Emmanuel Macron s'envole ce dimanche pour le Kenya, un pays anglophone qui revêt un sens particulier dans sa vision d'une "relation refondée" entre la France et le continent africain. Ce choix s'inscrit dans une dynamique de repositionnement géopolitique, accentuée par les tensions avec les anciennes colonies francophones durant ses deux mandats.
Au lendemain de son passage à Alexandrie en Égypte, où il a inauguré le nouveau campus de l'Université Senghor, le président français atteindra Nairobi, marquant ainsi le deuxième maillon de sa tournée africaine.
L'après-midi sera consacré à un entretien avec son homologue kényan William Ruto, suivi d'une conférence de presse et de la signature d'accords entre entreprises françaises et kényanes. Selon des sources diplomatiques, la relation entre les deux pays s'est nettement intensifiée ces dernières années, avec la présence de 140 entreprises françaises au Kenya, contre seulement une trentaine il y a quinze ans.

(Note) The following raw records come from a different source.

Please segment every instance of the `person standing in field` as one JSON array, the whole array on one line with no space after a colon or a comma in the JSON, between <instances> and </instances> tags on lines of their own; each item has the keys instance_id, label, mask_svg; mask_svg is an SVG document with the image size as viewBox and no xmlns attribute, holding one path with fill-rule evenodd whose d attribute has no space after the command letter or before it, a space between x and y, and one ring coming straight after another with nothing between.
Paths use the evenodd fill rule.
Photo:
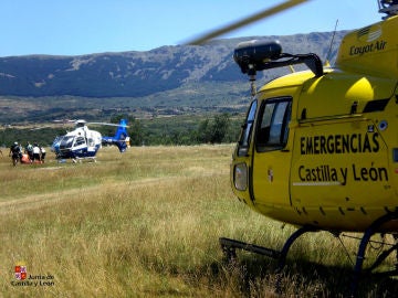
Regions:
<instances>
[{"instance_id":1,"label":"person standing in field","mask_svg":"<svg viewBox=\"0 0 398 298\"><path fill-rule=\"evenodd\" d=\"M41 153L41 161L44 163L44 158L45 158L45 149L44 147L39 146L40 148L40 153Z\"/></svg>"},{"instance_id":2,"label":"person standing in field","mask_svg":"<svg viewBox=\"0 0 398 298\"><path fill-rule=\"evenodd\" d=\"M33 145L33 159L32 159L32 161L34 162L35 160L39 160L39 162L41 161L40 147L39 147L39 145L36 142Z\"/></svg>"},{"instance_id":3,"label":"person standing in field","mask_svg":"<svg viewBox=\"0 0 398 298\"><path fill-rule=\"evenodd\" d=\"M28 153L29 159L33 160L33 146L29 141L25 148L25 152Z\"/></svg>"},{"instance_id":4,"label":"person standing in field","mask_svg":"<svg viewBox=\"0 0 398 298\"><path fill-rule=\"evenodd\" d=\"M15 141L13 145L11 145L10 147L10 153L9 157L12 158L12 164L15 167L18 163L18 160L21 158L21 148L18 145L18 142Z\"/></svg>"}]
</instances>

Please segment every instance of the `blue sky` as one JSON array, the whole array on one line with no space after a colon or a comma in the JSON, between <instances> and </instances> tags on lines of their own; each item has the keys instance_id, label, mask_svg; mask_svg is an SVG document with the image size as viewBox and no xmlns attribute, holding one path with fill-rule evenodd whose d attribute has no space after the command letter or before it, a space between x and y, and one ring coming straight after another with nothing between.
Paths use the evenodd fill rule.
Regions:
<instances>
[{"instance_id":1,"label":"blue sky","mask_svg":"<svg viewBox=\"0 0 398 298\"><path fill-rule=\"evenodd\" d=\"M0 56L81 55L176 45L282 0L1 0ZM312 0L222 38L352 30L376 0Z\"/></svg>"}]
</instances>

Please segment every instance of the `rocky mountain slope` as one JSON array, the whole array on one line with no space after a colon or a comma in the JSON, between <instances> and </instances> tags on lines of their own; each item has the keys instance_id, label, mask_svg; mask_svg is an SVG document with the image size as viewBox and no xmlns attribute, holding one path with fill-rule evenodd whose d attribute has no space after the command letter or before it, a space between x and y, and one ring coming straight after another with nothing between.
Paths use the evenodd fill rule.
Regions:
<instances>
[{"instance_id":1,"label":"rocky mountain slope","mask_svg":"<svg viewBox=\"0 0 398 298\"><path fill-rule=\"evenodd\" d=\"M343 34L336 33L332 61ZM284 52L314 52L324 60L332 35L310 33L244 40L277 39ZM145 97L210 82L217 88L218 83L247 81L232 60L233 47L241 41L218 40L202 46L161 46L147 52L0 57L0 95Z\"/></svg>"}]
</instances>

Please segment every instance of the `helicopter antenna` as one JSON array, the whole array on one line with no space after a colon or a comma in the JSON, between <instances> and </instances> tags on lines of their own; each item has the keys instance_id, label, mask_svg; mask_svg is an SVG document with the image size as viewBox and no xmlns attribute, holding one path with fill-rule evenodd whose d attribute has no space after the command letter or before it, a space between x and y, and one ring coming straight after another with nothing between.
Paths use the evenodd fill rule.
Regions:
<instances>
[{"instance_id":1,"label":"helicopter antenna","mask_svg":"<svg viewBox=\"0 0 398 298\"><path fill-rule=\"evenodd\" d=\"M326 55L325 64L329 64L329 61L331 61L332 47L333 47L333 43L334 43L334 38L336 36L337 25L338 25L338 19L336 20L335 30L333 31L331 46L329 46L329 50Z\"/></svg>"},{"instance_id":2,"label":"helicopter antenna","mask_svg":"<svg viewBox=\"0 0 398 298\"><path fill-rule=\"evenodd\" d=\"M379 6L379 12L386 13L387 15L383 19L398 14L398 1L397 0L377 0Z\"/></svg>"}]
</instances>

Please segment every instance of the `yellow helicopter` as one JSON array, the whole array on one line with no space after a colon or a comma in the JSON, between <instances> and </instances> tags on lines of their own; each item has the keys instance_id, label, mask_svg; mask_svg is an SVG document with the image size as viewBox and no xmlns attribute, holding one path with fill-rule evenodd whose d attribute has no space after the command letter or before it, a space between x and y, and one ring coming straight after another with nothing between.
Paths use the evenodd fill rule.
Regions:
<instances>
[{"instance_id":1,"label":"yellow helicopter","mask_svg":"<svg viewBox=\"0 0 398 298\"><path fill-rule=\"evenodd\" d=\"M285 1L192 43L302 2ZM283 53L276 41L235 47L233 58L252 82L252 102L232 156L232 190L245 205L297 230L281 251L220 238L228 257L245 249L277 258L282 269L291 245L306 232L359 232L355 291L370 237L398 233L398 1L378 4L383 21L349 32L334 67L316 54ZM258 72L295 64L310 70L256 89ZM395 241L369 270L397 251ZM398 266L390 274L398 275Z\"/></svg>"}]
</instances>

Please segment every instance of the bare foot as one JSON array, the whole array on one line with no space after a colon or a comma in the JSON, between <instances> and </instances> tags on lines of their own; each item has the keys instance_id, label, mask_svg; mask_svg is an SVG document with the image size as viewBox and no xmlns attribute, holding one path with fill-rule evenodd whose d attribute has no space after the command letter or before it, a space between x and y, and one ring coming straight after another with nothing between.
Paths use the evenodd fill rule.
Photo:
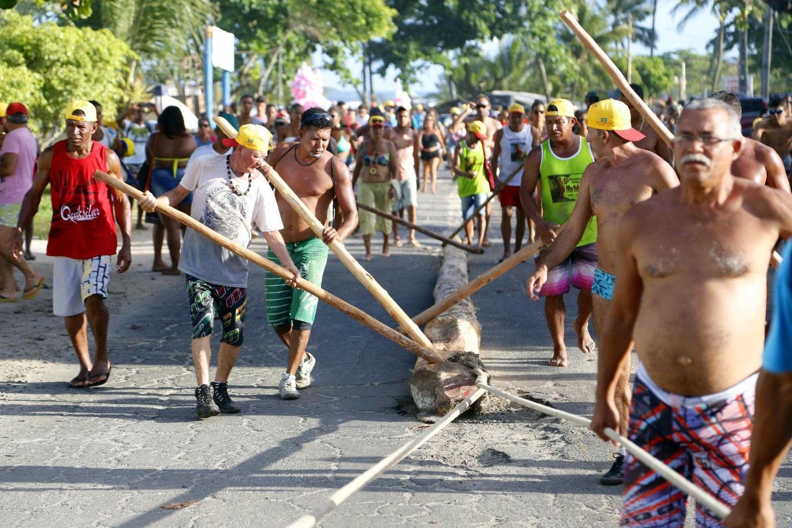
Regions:
<instances>
[{"instance_id":1,"label":"bare foot","mask_svg":"<svg viewBox=\"0 0 792 528\"><path fill-rule=\"evenodd\" d=\"M554 350L553 358L547 362L550 366L566 366L566 349Z\"/></svg>"},{"instance_id":2,"label":"bare foot","mask_svg":"<svg viewBox=\"0 0 792 528\"><path fill-rule=\"evenodd\" d=\"M581 328L581 325L575 321L572 328L575 331L575 335L577 335L577 348L581 349L581 352L583 354L593 352L596 344L592 339L591 334L588 333L588 325L586 324Z\"/></svg>"}]
</instances>

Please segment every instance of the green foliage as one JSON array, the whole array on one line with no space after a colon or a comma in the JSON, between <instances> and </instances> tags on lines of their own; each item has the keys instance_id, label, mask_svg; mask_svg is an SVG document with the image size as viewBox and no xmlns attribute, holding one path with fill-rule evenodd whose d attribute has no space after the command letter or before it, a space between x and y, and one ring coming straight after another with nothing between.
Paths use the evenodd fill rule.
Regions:
<instances>
[{"instance_id":1,"label":"green foliage","mask_svg":"<svg viewBox=\"0 0 792 528\"><path fill-rule=\"evenodd\" d=\"M96 99L112 115L134 53L109 31L52 22L34 25L13 10L0 13L0 94L24 102L40 135L61 126L72 99Z\"/></svg>"},{"instance_id":2,"label":"green foliage","mask_svg":"<svg viewBox=\"0 0 792 528\"><path fill-rule=\"evenodd\" d=\"M638 82L644 89L647 98L668 94L674 84L674 72L666 66L661 57L639 55L633 59L633 82Z\"/></svg>"},{"instance_id":3,"label":"green foliage","mask_svg":"<svg viewBox=\"0 0 792 528\"><path fill-rule=\"evenodd\" d=\"M219 0L218 5L217 25L233 33L238 48L246 52L238 92L265 91L278 53L291 78L319 48L330 59L326 67L352 81L348 55L358 53L360 42L390 37L396 15L384 0Z\"/></svg>"}]
</instances>

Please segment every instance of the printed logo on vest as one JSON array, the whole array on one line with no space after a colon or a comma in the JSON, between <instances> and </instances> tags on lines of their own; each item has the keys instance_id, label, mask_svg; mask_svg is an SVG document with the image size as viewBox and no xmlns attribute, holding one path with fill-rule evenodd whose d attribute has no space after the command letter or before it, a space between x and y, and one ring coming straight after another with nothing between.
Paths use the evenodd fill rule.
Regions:
<instances>
[{"instance_id":1,"label":"printed logo on vest","mask_svg":"<svg viewBox=\"0 0 792 528\"><path fill-rule=\"evenodd\" d=\"M89 204L86 209L83 209L82 205L78 205L74 211L68 205L60 206L60 217L67 222L77 224L85 220L95 220L101 216L101 211L94 208L93 204Z\"/></svg>"}]
</instances>

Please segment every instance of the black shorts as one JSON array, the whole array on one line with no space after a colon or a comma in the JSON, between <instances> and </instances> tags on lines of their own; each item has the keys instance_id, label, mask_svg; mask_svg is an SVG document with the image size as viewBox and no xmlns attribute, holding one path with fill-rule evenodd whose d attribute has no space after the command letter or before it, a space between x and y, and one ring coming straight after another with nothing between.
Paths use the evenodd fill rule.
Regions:
<instances>
[{"instance_id":1,"label":"black shorts","mask_svg":"<svg viewBox=\"0 0 792 528\"><path fill-rule=\"evenodd\" d=\"M192 320L192 339L211 335L215 312L223 323L223 342L234 346L242 344L245 305L247 290L235 286L220 286L187 274L187 297Z\"/></svg>"}]
</instances>

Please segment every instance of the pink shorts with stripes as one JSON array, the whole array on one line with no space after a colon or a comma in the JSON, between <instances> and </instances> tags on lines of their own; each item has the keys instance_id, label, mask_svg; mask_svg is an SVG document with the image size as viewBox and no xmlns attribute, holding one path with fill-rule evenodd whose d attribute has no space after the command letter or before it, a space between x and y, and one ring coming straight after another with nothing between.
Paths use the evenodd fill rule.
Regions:
<instances>
[{"instance_id":1,"label":"pink shorts with stripes","mask_svg":"<svg viewBox=\"0 0 792 528\"><path fill-rule=\"evenodd\" d=\"M541 253L539 254L541 256ZM539 290L539 295L550 297L569 292L570 273L573 286L578 289L591 289L596 261L596 243L576 247L563 262L547 270L547 281Z\"/></svg>"}]
</instances>

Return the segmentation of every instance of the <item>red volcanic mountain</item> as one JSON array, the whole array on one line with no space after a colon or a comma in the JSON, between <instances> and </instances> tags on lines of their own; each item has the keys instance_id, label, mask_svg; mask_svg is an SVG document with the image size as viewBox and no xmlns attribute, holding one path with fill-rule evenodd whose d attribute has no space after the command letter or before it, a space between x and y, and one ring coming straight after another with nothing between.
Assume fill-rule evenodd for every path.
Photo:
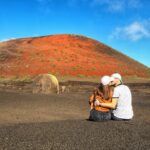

William Ruto est devenu un acteur central dans la dynamique des relations franco-africaines, une position stratégique pour Macron qui souhaite dépasser les difficultés rencontrées sur le sol francophone, notamment au Sahel. Le président kényan est un allié clé dans les tentatives de réformer l'architecture financière internationale, un enjeu crucial dans un contexte de baisse de l'aide publique au développement.
- "Africa Forward" -
Le président français a choisi d'organiser son premier sommet Afrique-France à Nairobi les 22 et 23 mai, un choix qui témoigne d'une volonté d'innover, puisque l'événement se tient pour la première fois dans un pays anglophone. Intitulé "Africa Forward", ce sommet marque un tournant, malgré la défense de la francophonie par Macron, qui promeut une vision d'un continent africain plurilingue et diversifié.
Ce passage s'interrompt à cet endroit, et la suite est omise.